Bye Nick and Emma, hope to see you again soon
We were heading for Windmill End and decided to break up the long straight of the New Mainline (Birmingham Level) by going down the two loops of Icknield Port and Hockley. The Icknield Port loop passes by the Rotten Park Reservoir where there also appears to be a CaRT yard with lovely buildings. 

Nice CaRT office?

CaRT yard with Rotton Park Reservoir behind
Back onto the Mainline there are a few maintenance jobs being done by CaRT, firstly some dredging works and then bridge painting on the Gower Branch junction.
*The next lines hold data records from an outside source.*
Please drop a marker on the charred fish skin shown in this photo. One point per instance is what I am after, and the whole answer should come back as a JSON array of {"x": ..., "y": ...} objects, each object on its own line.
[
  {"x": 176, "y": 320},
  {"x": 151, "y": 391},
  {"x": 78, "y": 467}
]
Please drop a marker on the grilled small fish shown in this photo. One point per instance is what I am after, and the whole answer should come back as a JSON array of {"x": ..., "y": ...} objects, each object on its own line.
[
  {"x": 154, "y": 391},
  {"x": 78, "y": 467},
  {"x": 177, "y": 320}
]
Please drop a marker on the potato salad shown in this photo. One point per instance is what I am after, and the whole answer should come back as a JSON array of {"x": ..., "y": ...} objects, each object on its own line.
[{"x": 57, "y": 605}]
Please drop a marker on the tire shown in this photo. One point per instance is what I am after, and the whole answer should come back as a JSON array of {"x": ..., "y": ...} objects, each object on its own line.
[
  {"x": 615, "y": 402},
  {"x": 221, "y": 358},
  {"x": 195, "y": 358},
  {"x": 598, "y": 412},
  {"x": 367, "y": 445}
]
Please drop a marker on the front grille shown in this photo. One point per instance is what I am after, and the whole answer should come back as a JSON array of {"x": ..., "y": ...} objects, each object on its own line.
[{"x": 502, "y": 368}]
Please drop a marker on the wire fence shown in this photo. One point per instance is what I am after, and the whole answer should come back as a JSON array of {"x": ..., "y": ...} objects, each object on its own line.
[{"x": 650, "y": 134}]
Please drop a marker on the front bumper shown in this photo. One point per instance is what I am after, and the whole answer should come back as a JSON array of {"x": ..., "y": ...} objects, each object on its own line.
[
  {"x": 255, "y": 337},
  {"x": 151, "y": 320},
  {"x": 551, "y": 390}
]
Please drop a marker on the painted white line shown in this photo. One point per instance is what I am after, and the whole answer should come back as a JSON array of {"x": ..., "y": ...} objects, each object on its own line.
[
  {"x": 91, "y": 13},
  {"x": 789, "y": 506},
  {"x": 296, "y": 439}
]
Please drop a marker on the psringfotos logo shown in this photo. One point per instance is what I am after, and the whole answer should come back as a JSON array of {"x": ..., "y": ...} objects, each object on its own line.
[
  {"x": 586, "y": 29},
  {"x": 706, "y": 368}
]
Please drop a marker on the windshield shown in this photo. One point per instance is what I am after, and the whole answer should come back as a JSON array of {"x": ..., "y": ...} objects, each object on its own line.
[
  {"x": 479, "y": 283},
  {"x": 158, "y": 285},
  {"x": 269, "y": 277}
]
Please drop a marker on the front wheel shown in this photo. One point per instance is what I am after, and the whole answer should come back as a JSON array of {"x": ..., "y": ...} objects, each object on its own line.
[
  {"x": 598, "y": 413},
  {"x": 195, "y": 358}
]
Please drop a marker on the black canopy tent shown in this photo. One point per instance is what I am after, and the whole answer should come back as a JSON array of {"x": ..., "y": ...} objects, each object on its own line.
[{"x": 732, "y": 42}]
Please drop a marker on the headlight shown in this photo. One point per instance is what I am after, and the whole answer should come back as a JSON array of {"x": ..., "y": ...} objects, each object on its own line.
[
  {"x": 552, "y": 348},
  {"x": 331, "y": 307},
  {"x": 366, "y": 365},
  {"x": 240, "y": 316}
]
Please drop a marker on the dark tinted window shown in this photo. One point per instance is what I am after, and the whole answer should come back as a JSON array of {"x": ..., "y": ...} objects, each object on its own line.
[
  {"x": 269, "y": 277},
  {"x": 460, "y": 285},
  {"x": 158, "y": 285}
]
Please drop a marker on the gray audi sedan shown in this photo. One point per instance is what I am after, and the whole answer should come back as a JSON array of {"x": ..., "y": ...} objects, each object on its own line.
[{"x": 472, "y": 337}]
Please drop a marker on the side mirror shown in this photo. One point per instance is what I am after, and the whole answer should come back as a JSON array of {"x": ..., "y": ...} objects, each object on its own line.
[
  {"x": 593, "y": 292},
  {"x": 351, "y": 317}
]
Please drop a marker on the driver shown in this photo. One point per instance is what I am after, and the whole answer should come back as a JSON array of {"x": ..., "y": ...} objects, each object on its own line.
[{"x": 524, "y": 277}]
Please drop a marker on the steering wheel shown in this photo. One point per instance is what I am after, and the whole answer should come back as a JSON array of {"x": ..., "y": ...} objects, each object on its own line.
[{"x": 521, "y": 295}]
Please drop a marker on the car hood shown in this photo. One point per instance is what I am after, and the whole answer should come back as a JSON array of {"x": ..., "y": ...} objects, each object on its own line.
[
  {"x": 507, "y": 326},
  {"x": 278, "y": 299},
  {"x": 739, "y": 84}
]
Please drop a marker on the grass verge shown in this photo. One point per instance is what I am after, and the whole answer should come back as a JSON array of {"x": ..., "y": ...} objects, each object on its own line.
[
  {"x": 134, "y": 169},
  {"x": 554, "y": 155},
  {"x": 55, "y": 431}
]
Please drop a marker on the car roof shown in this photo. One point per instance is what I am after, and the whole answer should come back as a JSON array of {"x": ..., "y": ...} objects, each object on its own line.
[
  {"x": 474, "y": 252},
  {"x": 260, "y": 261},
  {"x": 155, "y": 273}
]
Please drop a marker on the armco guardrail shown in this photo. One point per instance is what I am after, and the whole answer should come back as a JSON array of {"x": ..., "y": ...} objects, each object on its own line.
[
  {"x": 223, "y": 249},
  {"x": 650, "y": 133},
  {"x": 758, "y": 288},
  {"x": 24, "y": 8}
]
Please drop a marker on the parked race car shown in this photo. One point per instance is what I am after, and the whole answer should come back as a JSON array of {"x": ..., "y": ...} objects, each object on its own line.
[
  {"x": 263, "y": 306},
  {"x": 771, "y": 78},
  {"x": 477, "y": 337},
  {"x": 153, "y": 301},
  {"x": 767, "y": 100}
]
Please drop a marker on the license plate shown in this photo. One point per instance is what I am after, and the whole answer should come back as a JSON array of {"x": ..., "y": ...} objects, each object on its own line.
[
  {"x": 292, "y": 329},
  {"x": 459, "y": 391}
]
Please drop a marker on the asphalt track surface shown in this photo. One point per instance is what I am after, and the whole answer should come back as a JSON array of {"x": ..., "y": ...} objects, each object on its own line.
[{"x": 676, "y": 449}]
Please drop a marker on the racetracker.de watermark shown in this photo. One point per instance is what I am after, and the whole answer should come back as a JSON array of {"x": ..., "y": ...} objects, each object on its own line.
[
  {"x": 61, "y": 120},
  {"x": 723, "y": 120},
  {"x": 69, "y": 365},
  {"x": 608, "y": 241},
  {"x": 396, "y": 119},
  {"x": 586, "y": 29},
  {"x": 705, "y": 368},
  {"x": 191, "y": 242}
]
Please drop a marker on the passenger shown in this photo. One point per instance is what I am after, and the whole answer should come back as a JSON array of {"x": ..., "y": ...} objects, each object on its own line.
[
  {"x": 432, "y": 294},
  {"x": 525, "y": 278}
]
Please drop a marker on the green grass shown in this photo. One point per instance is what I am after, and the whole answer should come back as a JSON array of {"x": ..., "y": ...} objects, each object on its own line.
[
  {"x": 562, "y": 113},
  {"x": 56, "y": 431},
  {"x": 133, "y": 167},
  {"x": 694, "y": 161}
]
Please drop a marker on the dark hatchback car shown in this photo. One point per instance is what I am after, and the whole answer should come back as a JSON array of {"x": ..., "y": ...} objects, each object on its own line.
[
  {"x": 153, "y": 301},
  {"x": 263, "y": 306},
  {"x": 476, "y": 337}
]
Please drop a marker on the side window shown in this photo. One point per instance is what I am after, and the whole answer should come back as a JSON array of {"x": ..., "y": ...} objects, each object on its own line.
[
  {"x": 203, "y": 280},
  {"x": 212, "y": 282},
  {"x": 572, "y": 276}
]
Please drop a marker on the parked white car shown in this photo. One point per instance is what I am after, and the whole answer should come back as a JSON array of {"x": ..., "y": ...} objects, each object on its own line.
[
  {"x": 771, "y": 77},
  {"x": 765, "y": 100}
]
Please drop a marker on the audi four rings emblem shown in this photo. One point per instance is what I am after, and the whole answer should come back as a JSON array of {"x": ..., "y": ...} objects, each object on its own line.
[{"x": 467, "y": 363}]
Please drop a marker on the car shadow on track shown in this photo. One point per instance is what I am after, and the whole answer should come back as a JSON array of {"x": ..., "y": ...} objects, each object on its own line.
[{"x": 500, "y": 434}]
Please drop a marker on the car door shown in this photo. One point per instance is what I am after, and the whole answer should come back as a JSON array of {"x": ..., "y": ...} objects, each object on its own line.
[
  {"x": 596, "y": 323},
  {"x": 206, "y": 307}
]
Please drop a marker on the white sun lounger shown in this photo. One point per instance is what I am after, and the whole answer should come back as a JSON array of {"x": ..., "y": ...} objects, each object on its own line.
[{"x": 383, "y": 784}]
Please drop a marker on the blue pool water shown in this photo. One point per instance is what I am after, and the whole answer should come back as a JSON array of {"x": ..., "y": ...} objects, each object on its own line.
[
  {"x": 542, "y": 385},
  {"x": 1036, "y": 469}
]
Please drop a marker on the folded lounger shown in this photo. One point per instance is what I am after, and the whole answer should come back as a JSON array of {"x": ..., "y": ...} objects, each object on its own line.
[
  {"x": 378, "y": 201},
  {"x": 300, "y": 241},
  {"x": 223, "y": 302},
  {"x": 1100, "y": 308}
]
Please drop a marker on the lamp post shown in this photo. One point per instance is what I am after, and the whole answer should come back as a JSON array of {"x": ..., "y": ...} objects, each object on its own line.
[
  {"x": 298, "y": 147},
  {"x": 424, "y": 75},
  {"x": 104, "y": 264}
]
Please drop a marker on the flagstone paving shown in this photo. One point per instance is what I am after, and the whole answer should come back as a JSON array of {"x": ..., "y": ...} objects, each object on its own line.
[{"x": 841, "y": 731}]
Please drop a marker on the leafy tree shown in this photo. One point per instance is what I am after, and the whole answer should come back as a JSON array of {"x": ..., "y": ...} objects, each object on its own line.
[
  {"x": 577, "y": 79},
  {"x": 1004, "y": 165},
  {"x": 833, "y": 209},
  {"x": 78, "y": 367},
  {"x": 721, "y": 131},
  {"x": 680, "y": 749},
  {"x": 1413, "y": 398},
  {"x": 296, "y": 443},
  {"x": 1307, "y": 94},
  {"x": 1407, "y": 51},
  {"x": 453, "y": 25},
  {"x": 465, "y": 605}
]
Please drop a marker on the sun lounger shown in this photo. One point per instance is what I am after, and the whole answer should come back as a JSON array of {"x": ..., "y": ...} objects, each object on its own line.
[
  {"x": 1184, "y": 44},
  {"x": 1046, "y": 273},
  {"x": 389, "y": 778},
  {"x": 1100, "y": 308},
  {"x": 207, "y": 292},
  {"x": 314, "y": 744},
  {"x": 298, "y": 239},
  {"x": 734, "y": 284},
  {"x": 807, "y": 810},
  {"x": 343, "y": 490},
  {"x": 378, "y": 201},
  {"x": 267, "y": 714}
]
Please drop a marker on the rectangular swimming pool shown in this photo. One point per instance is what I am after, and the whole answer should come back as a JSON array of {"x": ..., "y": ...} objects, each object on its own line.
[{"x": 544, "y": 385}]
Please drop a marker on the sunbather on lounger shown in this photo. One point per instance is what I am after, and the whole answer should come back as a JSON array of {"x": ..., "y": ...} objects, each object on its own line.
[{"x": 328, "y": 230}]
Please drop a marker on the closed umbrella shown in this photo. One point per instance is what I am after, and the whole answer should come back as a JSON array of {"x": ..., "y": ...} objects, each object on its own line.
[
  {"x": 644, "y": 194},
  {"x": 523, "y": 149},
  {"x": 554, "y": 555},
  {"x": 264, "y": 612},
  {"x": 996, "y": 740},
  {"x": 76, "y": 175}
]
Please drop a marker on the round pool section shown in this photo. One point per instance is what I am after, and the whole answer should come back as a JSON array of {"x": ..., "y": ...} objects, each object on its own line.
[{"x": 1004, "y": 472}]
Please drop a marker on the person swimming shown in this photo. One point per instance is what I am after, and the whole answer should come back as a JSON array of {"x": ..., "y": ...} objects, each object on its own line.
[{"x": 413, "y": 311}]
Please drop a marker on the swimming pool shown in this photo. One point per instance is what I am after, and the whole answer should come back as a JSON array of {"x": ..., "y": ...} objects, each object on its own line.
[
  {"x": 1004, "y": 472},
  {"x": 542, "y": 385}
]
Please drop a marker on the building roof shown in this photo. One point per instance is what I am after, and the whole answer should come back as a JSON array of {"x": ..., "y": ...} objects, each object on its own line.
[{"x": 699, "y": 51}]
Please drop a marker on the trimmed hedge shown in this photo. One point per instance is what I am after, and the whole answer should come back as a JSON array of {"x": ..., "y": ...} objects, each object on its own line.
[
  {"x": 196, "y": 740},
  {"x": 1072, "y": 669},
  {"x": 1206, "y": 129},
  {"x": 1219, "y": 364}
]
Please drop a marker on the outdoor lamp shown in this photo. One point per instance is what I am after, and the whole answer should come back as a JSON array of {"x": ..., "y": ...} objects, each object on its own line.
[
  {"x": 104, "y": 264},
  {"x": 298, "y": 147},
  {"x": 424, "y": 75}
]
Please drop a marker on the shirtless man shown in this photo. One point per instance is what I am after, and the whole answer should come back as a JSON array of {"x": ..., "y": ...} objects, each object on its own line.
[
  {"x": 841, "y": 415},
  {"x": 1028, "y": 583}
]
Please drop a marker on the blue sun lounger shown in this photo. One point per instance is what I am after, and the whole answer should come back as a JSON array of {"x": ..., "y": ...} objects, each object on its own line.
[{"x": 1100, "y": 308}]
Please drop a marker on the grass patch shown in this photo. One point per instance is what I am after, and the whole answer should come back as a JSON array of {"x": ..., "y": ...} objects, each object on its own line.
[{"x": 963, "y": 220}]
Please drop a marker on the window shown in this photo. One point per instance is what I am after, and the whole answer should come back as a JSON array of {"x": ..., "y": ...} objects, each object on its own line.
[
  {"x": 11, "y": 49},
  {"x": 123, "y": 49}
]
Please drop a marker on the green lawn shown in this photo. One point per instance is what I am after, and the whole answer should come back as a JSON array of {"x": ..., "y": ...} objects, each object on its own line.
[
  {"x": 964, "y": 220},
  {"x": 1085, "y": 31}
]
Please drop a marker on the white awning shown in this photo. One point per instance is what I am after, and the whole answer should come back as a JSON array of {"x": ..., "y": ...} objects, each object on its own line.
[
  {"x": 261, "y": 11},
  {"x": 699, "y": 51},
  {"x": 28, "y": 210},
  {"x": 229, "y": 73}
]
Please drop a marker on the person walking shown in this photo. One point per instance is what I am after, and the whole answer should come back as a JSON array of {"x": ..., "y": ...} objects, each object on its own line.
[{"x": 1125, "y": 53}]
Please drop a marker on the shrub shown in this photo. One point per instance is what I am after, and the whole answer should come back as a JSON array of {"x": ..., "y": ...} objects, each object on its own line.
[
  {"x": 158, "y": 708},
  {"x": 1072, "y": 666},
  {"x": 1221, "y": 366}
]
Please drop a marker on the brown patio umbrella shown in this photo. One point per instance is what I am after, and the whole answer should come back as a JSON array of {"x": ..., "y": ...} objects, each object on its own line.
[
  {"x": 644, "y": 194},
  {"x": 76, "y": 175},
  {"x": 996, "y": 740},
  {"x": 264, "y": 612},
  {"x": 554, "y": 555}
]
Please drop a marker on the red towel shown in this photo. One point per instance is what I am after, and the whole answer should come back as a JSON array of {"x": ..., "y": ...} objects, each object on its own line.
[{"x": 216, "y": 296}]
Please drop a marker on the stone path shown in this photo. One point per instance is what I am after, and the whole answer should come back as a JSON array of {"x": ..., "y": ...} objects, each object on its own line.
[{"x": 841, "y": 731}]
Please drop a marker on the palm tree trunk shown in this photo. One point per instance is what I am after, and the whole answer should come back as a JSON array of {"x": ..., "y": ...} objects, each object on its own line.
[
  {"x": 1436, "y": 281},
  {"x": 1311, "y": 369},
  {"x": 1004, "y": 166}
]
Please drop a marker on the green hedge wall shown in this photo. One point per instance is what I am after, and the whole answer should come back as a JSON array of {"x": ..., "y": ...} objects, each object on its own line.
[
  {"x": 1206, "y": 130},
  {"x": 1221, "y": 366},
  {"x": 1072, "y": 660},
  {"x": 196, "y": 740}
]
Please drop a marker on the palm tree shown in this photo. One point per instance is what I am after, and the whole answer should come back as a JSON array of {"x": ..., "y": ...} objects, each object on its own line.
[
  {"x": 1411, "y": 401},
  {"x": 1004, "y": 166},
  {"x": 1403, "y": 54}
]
A little further on we turned off left down the Netherton Tunnel branch and through the said tunnel, a short distance out and we had reached our destination of Windmill End.

Back on the New Mainline

Engine Arm Aquaduct

Our first Heron siting of the year

Plenty of headroom under this bridge

The M5 over the canal

Rinsing the barge after emptying the dredged material

Holding the barge to the edge for us to pass

The light at the end of the 1.71 mile Netherton Tunnel

One of the many air shafts 

Moored up at Windmill End
Just a little info on the tunnel: Netherton Tunnel was the last canal tunnel to be built in Britain during the Canal Age. After just over two and a half years of construction the tunnel was opened in August 1858. It was built to relieve the wait at Dudley Tunnel which is very narrow and has one way working, waiting times could be eight hours or more and on occasions could be several days. Netherton Tunnel is 1.71 miles long and is wide to allow two way working and has towpaths on both sides. The tunnel was fitted with gas lighting over the towpaths, which was later converted to electric and now it is unlit.